In framing constitutional law government is accountable to the public via Parliament – but when, as an easy option, it allows administrators to take on quasi-judicial roles, chaos ensues. Thirty years ago the Financial Services Act “deregulated” the activities of banks, brokers and money traders. Released from the arcane customs of the “old boy” network, they forged market-driven international links that, with the electronic revolution, created exponential growth and refashioned the City as the world’s premier financial hub.

the arcane customs of the “old boy” network

The irony is that deregulation (the populist epithet for laissez faire) engendered a new regulatory fever on a scale not witnessed before or since. The promised “light-touch” grew into a veritable industry in its own right. With its handmaiden, “compliance”, it spawned a rash of university degrees, diplomas, national and global qualifications and, inevitably, its own professional bodies – all playing starring roles in a pantomime of self-important administrative law, never subjected to independent scrutiny or cost-benefit analysis.

Our profession is a hybrid

While this paradigm is antithetical to operational effectiveness in any field, the accountancy profession’s regulatory mania arises from its hybrid nature: member firms undertake both accounting and auditing services – the former are enmeshed in the technical intricacies of “how to account”; while the latter, supposedly wearing an independent hat, are the verifiers.

Underlying all the self-created accounting complexity is the timeless “true and fair” yardstick.

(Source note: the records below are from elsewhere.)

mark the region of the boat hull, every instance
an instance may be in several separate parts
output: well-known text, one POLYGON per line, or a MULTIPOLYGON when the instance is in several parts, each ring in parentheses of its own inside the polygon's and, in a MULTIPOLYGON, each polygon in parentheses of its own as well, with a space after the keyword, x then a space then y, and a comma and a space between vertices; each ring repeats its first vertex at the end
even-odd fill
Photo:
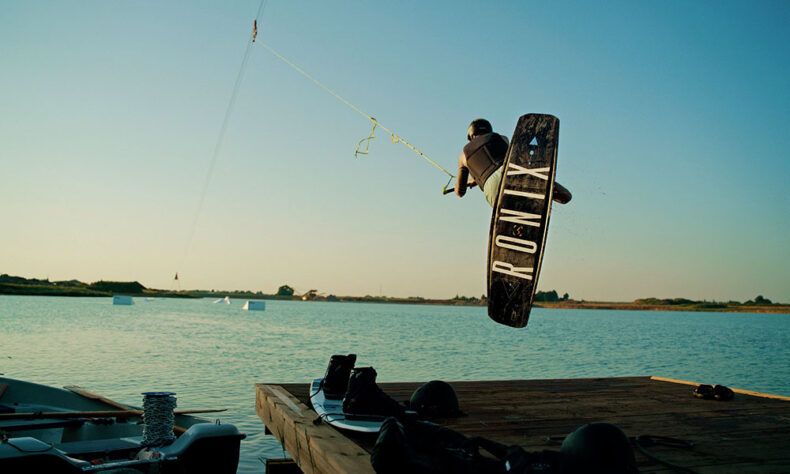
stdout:
POLYGON ((245 435, 234 425, 177 414, 175 441, 147 447, 142 416, 130 413, 135 407, 2 377, 0 391, 0 472, 235 473, 238 467, 245 435))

Does the labyrinthine superstructure of impenetrable stipulations, known collectively as IFRS, make corporate reporting measurably more intelligible? A colleague recently advised a client against hedging – only because the IFRS rules are so convoluted that the cost of financial advice and audit would far outstrip the amount of hedging required!

Consider “revenue recognition.”

Consider “revenue recognition.” This requires income and costs to be reported when, respectively, they are earned and incurred, regardless of timing of payment, while prudence dictates that if there is uncertainty you must provide for the costs, but exclude revenues. Simple enough. Yet the latest tortuous standard, while it keeps armies of technicians frantically busy, succeeds only in widening the gulf between IFRS accounts and accounts that might actually be meaningful to users.

Revenue recognition in practice

The more complex the rules, the more easily they may be exploited. For example, three former Tesco executives now face charges of fraud and false accounting relating to revenue recognition – in this instance, “supplier rebates” (kickbacks from suppliers conditional on sales targets being achieved). In Tesco’s case the rebates overstatement in 2014 produced fictitious profits of £263 million, and knocked £2 billion off its stock market value.

Supplier rebates had already been identified as an area of high risk by ex-auditors PwC, thereby accepting that intentional or unintentional error might materially compromise the accounts; but they noted that controls over this area were “in place”. PwC’s performance is currently under investigation by the Financial Reporting Council. (Presumably the five FRC members with past PwC connections will play no part.)

Similarly, when mortgage parcels were passed between banks in 2007, dramatically racking up debt, their auditors happily accepted them at face value because the “label on the tin” showed “Triple A”. Did they open any of the parcels, let alone sniff their contents? The whole world knows the answer!

In his book on the massive Equity Funding fraud Raymond Dirks wrote: “a frequently heard comment after the Equity Funding scandal became public was that ‘routine auditing procedures aren’t designed to detect fraud’. If routine auditing procedures cannot detect 64,000 phony insurance policies, $25 million in counterfeit bonds, and $100 million in missing assets, what is the purpose of audits?”

Any critical review of our profession’s background history might enquire what we have learnt from past mistakes.